How is the output from either channel wrangled in the queue channel? Could you think of an alternative channel definition that could replicate the combination of a pair of channels?

Show me the solution

The channel operator combine is used to combine the main process output dataset and the process output composition. We combine, or merge the two based on the second item in the tuple, i.e key. It is important to note that the counter for indexing tuples or lists in Nextflow starts from 0 rather than 1.

GROOVY

//05_modules.nf

workflow {
   .
   .
   .
    estimation_channel = composition \
        | combine(dataset, by: 1)

   .
   .
   .
}

What is happening is that the module waits until it receives an input value from all the queue channels declared as input.

When this condition is verified, it uses up the input values coming from the respective queue channels, runs the task. This logic repeats until one or more queue channels have no more content. The module then stops.

What happens when not all channels have the same number of elements?

In the above example the module is implemented only two times, because when a queue channel has no more data, it stops the module execution.

Value channels and module termination

Note however that value channels, Channel.value, do not affect the module termination.

To better understand this behaviour, compare the previous example with the following one:

Task 5.5

Open the nextflow script 05_modules.nf that combines two input channels.
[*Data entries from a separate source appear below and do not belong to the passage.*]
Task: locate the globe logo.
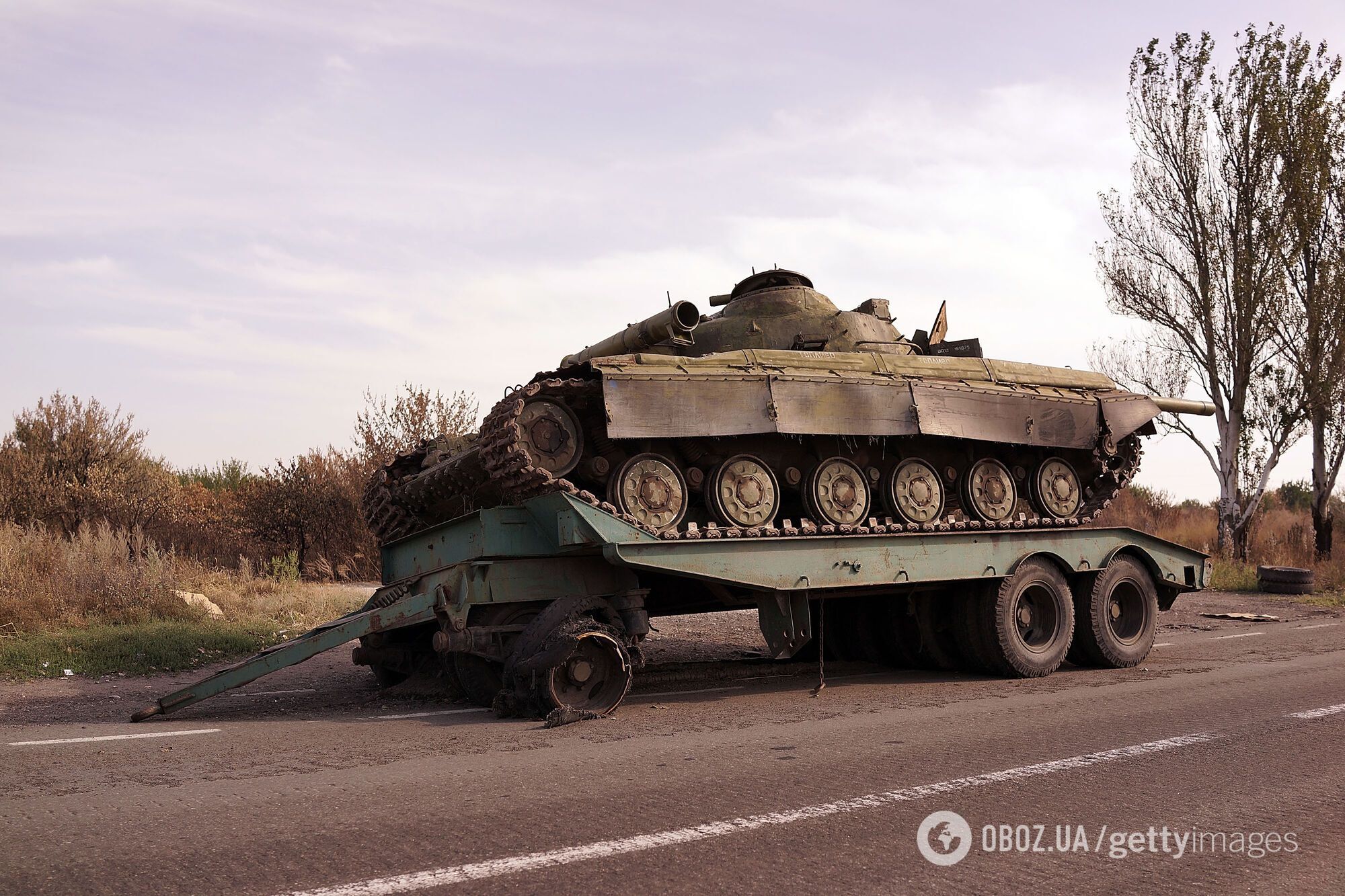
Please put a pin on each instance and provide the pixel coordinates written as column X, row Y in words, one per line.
column 945, row 838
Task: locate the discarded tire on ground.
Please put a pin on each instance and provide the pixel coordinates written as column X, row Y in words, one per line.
column 1116, row 619
column 1285, row 580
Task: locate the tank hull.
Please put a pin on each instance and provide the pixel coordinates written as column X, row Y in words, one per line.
column 653, row 434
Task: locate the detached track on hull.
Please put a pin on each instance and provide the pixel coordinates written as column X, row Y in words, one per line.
column 498, row 458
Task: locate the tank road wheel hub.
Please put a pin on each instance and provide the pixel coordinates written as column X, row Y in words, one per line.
column 652, row 489
column 552, row 436
column 915, row 491
column 991, row 490
column 1058, row 490
column 746, row 493
column 839, row 491
column 595, row 676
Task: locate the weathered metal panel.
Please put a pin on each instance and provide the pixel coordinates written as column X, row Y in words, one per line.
column 489, row 533
column 672, row 408
column 1126, row 413
column 1022, row 419
column 880, row 563
column 844, row 407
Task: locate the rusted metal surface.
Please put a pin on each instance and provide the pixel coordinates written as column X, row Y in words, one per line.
column 965, row 412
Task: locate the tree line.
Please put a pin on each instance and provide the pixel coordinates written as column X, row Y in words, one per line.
column 1230, row 248
column 72, row 462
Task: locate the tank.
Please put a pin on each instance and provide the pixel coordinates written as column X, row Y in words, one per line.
column 783, row 415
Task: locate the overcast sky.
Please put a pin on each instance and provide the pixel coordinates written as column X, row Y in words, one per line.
column 232, row 218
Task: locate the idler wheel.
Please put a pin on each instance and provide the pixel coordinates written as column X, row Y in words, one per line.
column 915, row 491
column 552, row 435
column 991, row 491
column 744, row 493
column 652, row 489
column 1056, row 490
column 594, row 677
column 839, row 493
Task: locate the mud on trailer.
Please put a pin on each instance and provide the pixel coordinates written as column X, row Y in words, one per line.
column 544, row 604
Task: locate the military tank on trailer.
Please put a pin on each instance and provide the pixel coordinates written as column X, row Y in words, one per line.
column 925, row 499
column 783, row 412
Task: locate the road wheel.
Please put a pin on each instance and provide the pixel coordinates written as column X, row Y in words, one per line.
column 652, row 489
column 915, row 493
column 1031, row 620
column 594, row 676
column 837, row 493
column 482, row 678
column 1056, row 490
column 743, row 491
column 1117, row 620
column 989, row 490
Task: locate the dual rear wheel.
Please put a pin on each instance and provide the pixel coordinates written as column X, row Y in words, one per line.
column 1023, row 626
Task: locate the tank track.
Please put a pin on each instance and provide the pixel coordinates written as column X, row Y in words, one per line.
column 504, row 460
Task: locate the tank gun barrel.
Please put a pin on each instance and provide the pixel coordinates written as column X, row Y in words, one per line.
column 1186, row 407
column 673, row 325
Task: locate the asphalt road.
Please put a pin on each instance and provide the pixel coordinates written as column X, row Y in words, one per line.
column 309, row 780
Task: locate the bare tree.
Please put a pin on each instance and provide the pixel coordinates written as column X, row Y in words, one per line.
column 391, row 425
column 1196, row 253
column 1311, row 140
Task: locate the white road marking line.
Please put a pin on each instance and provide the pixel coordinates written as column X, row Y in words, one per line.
column 640, row 842
column 270, row 693
column 679, row 693
column 89, row 740
column 1319, row 713
column 438, row 712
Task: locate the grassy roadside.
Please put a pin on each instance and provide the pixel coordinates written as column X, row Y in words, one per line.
column 110, row 602
column 139, row 649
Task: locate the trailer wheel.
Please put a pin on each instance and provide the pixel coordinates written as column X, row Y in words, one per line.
column 1031, row 620
column 1117, row 620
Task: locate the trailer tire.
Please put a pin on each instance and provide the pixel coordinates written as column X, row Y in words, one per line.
column 1117, row 619
column 1031, row 616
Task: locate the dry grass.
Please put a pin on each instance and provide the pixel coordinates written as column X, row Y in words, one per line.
column 1280, row 537
column 104, row 599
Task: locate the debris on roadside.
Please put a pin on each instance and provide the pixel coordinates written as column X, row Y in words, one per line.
column 567, row 716
column 1243, row 616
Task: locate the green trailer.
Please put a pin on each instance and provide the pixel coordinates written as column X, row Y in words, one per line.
column 543, row 606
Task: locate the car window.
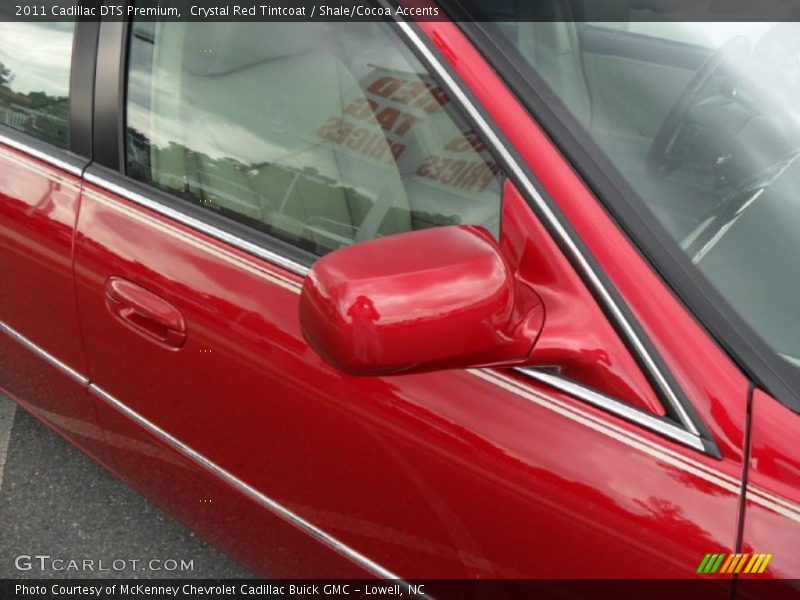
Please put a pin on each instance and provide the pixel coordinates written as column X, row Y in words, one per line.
column 34, row 79
column 710, row 146
column 321, row 134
Identify the map_join closure and inspect the output of this returns whenever it operates on the combined output of the dataset and auxiliary data channels.

Show me the solution

GROOVY

// 05_modules.nf
.
.
.
def map_join(channel_a, key, value){
    channel_a
        .map{ it -> [it['key'], it['value']] }
}
.
.
.
workflow {

    estimation_channel.view()

    mapped_params = map_join(pipe_school_info, 'key', 'value')

    mapped_params.view()
}

Input repeaters

---

We saw previously that by default the number of times a module runs is defined by the queue channel with the fewest items. However, the each qualifier allows you to repeat a module for each item in a list or a queue channel, every time new data is received. The material here simply motivates there is a sufficient number of options to wrangle the inputs and outputs of a process to suit objectives. Explore more information in the Nextflow documentation.

Key Points

• A Nextflow module is an independent step in a workflow.
• Modules contain up to five definition blocks including: directives, inputs, outputs, when clause and finally a script block.
• The script block contains the commands you would like to run.
• A module should have a script but the other four blocks are optional.
• Inputs are defined in the input block with a type qualifier and a name.